Where the native app costs more
Fairness goes both ways. A native app is more to stand up:
- Two builds and two stores. iOS and Android are different platforms with different review processes, plus the Apple and Google developer accounts and their fees.
- Store review and rejections. Apple’s guidelines (notably 4.3, aimed at low-effort or template apps) reject thin restaurant apps, so the app has to clear a real bar.
- Update lag. A change ships only after store review, not instantly like a website.
For a single café, building and maintaining a native app from scratch is rarely worth it — which is the real reason this debate exists. The practical answer for most isn’t “DIY PWA vs. custom native build.” It’s a done-for-you branded native app that handles the stores, the review, and the updates for you on a flat monthly fee.
A decision model for a café
Run these questions in order:
1. Do you just need to take orders, or do you need to bring people back? If you only need a no-download ordering page, a PWA or a free Square Online site versus a branded app is enough. If repeat visits are the goal, you need reliable push and a home-screen icon — that points to native.
2. How much does push notification reliability matter to you? If you plan to send “your order’s ready,” slow-afternoon offers, or a Friday reminder, native push lands far more dependably than PWA push, especially on iPhone. Weak push undercuts the whole reason to be on the phone. See how cafés use push for retention for what that looks like in practice.
3. Do you want to be findable in the App Store? A store listing is discovery and credibility a PWA can’t match. If you want customers (and your staff) to search “[your café] app” and find you, that’s native.
4. Who’s building and maintaining it? If the honest answer is “not me,” a DIY PWA still needs upkeep, and a custom native build needs a developer.
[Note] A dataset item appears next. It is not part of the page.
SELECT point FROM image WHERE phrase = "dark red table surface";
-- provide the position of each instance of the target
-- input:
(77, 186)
A managed branded-app platform removes that entirely — which usually makes the cost question moot.
A cost comparison (illustrative)
To make the trade-off concrete — these figures are illustrative, not quotes:
- DIY PWA: low or no upfront build if you’re technical, no store fees, but it’s your ongoing maintenance, and you inherit the weaker push and missing store presence.
- Custom native app: a one-time build that can run well into five figures for iOS + Android, plus Apple’s $99/year and Google’s $25, plus ongoing maintenance and store-review cycles every update.
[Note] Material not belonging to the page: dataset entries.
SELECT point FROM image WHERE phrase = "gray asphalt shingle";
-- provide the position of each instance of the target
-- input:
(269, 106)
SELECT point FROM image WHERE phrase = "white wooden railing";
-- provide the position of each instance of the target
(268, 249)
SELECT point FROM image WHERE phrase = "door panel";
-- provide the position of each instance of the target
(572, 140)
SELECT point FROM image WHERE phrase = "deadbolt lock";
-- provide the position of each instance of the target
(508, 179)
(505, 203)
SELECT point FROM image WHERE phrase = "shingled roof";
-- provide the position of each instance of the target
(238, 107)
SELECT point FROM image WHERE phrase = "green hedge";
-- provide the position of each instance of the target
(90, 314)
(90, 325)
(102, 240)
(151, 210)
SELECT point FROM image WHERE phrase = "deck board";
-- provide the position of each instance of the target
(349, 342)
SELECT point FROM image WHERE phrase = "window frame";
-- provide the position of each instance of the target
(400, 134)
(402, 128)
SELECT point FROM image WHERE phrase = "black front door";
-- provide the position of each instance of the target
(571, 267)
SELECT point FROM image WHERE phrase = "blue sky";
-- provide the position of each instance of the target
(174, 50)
- Managed branded native app: a flat monthly platform fee that bundles the iOS and Android apps, store submission, updates, loyalty, and push — no separate developer, no per-update review headache for you.
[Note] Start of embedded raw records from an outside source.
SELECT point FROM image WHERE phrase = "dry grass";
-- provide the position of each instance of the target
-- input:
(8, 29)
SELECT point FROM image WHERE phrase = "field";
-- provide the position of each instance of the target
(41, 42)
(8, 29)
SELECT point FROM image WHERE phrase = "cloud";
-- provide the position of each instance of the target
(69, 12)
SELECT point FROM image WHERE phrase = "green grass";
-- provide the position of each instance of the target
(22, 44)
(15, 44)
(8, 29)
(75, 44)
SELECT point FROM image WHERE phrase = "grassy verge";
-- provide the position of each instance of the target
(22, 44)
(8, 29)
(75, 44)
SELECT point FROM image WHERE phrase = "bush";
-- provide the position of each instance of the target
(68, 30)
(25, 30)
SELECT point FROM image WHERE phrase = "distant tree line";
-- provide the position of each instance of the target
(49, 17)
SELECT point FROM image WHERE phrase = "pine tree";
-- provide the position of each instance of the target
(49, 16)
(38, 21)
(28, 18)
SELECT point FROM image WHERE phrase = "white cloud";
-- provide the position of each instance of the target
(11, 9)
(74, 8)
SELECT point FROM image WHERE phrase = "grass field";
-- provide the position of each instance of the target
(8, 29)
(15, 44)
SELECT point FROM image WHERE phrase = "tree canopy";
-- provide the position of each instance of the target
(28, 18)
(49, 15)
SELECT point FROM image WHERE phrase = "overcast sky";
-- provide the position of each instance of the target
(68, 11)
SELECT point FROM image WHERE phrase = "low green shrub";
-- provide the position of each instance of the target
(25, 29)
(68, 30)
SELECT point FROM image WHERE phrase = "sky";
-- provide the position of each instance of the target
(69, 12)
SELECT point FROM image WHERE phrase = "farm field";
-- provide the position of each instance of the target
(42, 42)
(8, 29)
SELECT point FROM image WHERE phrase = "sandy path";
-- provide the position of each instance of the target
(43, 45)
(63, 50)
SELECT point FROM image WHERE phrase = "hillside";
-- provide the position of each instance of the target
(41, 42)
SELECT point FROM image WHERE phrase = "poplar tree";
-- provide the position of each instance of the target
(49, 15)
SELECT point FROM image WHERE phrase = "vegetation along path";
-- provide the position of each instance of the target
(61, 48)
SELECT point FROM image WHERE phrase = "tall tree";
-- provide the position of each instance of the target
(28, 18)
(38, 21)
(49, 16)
For an independent café, the managed route usually wins because it delivers the native-only advantages — store presence, home-screen icon, reliable push — without the custom-build price tag. That’s the niche Tany fills: a branded iOS and Android ordering app built on your existing Square POS, live in about a day for $99 CAD/month per location, with loyalty, eGift cards, and push included. It’s one worked example of the “native without the overhead” option — the broader point stands on its own.
So which should you choose?
If mobile ordering is a convenience feature and nothing more, a PWA or a free web ordering page is a perfectly honest answer — cheap, fast, no app stores. If mobile ordering is meant to drive repeat visits, the home-screen icon, store presence, and reliable push of a native app are worth it, and a managed branded app gets you there without a custom build.
The mistake is choosing a PWA because it’s cheaper and then expecting it to do a native app’s retention job. Match the tool to the goal: web page for convenience, native app for loyalty. If you’re weighing it against simply turning on Square’s own tools first, our Square Online vs. branded app guide lays out that starting step.